The NVIDIA Transformer Engine (TE) is an advanced library designed to enhance the performance of Transformer models on NVIDIA GPUs. It employs the innovative 8-bit floating point (FP8) precision, significantly reducing memory usage while maintaining accuracy in both training and inference tasks. In this guide, we will walk you through installing the Transformer Engine, provide examples, and offer troubleshooting tips to ensure a smooth experience.
What is Transformer Engine?
Think of Transformer Engine as a high-speed expressway for deep learning models. Just like cars travel faster and consume less fuel on well-constructed roads, Transformer Engine enables models like BERT, GPT, and T5 to operate efficiently on NVIDIA GPUs. By utilizing FP8 precision, which is akin to a new type of fuel that allows for faster speeds without sacrificing accuracy, TE helps your models reach their destination quickly without using up all the resources.
Installation
To get started with Transformer Engine, you’ll need to take care of a few pre-requisites:
- Linux x86_64
- CUDA 12.0+ for Hopper and CUDA 12.1+ for Ada
- NVIDIA Driver supporting CUDA 12.0 or later
- cuDNN 8.1 or later
- For fused attention, CUDA 12.1 or later, NVIDIA Driver supporting CUDA 12.1 or later, and cuDNN 8.9 or later
Quick Start with Docker
The easiest way to get started is through Docker. Run the following command to use the NGC PyTorch container
docker run --gpus all -it --rm nvcr.io/nvidia/pytorch:23.10-py3
Installation with pip
To install the latest stable version of Transformer Engine, use:
pip install git+https://github.com/NVIDIA/TransformerEngine.git@stable
This automatically selects the frameworks present on your system and installs the necessary components.
Example Code
Let’s delve into a couple of examples to illustrate how to implement FP8 support using both PyTorch and JAX. Imagine building a house; just as the frame gives structure, the code below provides the foundation for your models.
Example in PyTorch
import torch
import transformer_engine.pytorch as te
from transformer_engine.common import recipe
# Set dimensions.
in_features = 768
out_features = 3072
hidden_size = 2048
# Initialize model and inputs.
model = te.Linear(in_features, out_features, bias=True)
inp = torch.randn(hidden_size, in_features, device='cuda')
# Create an FP8 recipe.
fp8_recipe = recipe.DelayedScaling(margin=0, fp8_format=recipe.Format.E4M3)
# Enable autocasting for the forward pass
with te.fp8_autocast(enabled=True, fp8_recipe=fp8_recipe):
out = model(inp)
loss = out.sum()
loss.backward()
Example in JAX
import flax
import jax
import jax.numpy as jnp
import transformer_engine.jax as te
import transformer_engine.jax.flax as te_flax
from transformer_engine.common import recipe
BATCH = 32
SEQLEN = 128
HIDDEN = 1024
# Initialize RNG and inputs.
rng = jax.random.PRNGKey(0)
init_rng, data_rng = jax.random.split(rng)
inp = jax.random.normal(data_rng, [BATCH, SEQLEN, HIDDEN], jnp.float32)
# Create an FP8 recipe.
fp8_recipe = recipe.DelayedScaling(margin=0, fp8_format=recipe.Format.HYBRID)

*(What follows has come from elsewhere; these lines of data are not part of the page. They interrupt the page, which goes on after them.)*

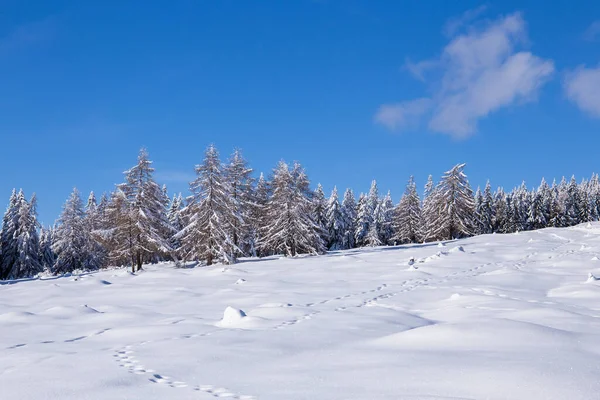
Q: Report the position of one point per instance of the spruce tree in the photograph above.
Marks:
(408, 220)
(386, 219)
(363, 221)
(72, 239)
(457, 205)
(138, 221)
(291, 229)
(258, 218)
(238, 176)
(47, 256)
(430, 211)
(319, 212)
(208, 235)
(335, 222)
(9, 251)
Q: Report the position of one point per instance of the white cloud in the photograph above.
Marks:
(592, 33)
(402, 115)
(582, 87)
(481, 72)
(418, 69)
(455, 24)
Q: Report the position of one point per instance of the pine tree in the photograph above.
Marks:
(538, 211)
(319, 212)
(408, 220)
(93, 219)
(363, 221)
(487, 210)
(175, 220)
(240, 184)
(386, 219)
(210, 214)
(456, 216)
(349, 219)
(47, 256)
(22, 256)
(501, 211)
(335, 222)
(258, 218)
(138, 220)
(8, 236)
(430, 211)
(478, 217)
(572, 202)
(72, 239)
(291, 229)
(374, 211)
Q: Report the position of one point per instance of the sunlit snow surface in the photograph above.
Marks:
(506, 317)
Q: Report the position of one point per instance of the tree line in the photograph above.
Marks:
(230, 214)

# Enable autocasting for the forward pass
with te.fp8_autocast(enabled=True, fp8_recipe=fp8_recipe):
model = te_flax.DenseGeneral(features=HIDDEN)
def loss_fn(params, other_vars, inp):
out = model.apply(params=params, **other_vars, inp)
return jnp.mean(out)
# Initialize models.
variables = model.init(init_rng, inp)
other_variables, params = flax.core.pop(variables, params)
# Construct the forward and backward function
fwd_bwd_fn = jax.value_and_grad(loss_fn, argnums=(0, 1))
for _ in range(10):
loss, (param_grads, other_grads) = fwd_bwd_fn(params, other_variables, inp)
Troubleshooting
Encountering issues during installation or usage can be frustrating. Here are a few troubleshooting ideas:
- Ensure your CUDA and cuDNN versions meet the necessary requirements.
- Check if you have enough RAM if you face installation issues related to FlashAttention-2.
- If you run into memory issues during compilation, try setting MAX_JOBS=1.
- For other errors or to connect with other developers, consider reaching out to the community.
For more insights, updates, or to collaborate on AI development projects, stay connected with fxis.ai.
Conclusion
The NVIDIA Transformer Engine is a powerful tool for accelerating Transformer model training and inference. By leveraging advanced technologies like FP8 precision, you can optimize your deep learning projects for better performance and efficiency.
At fxis.ai, we believe that such advancements are crucial for the future of AI, as they enable more comprehensive and effective solutions. Our team is continually exploring new methodologies to push the envelope in artificial intelligence, ensuring that our clients benefit from the latest technological innovations.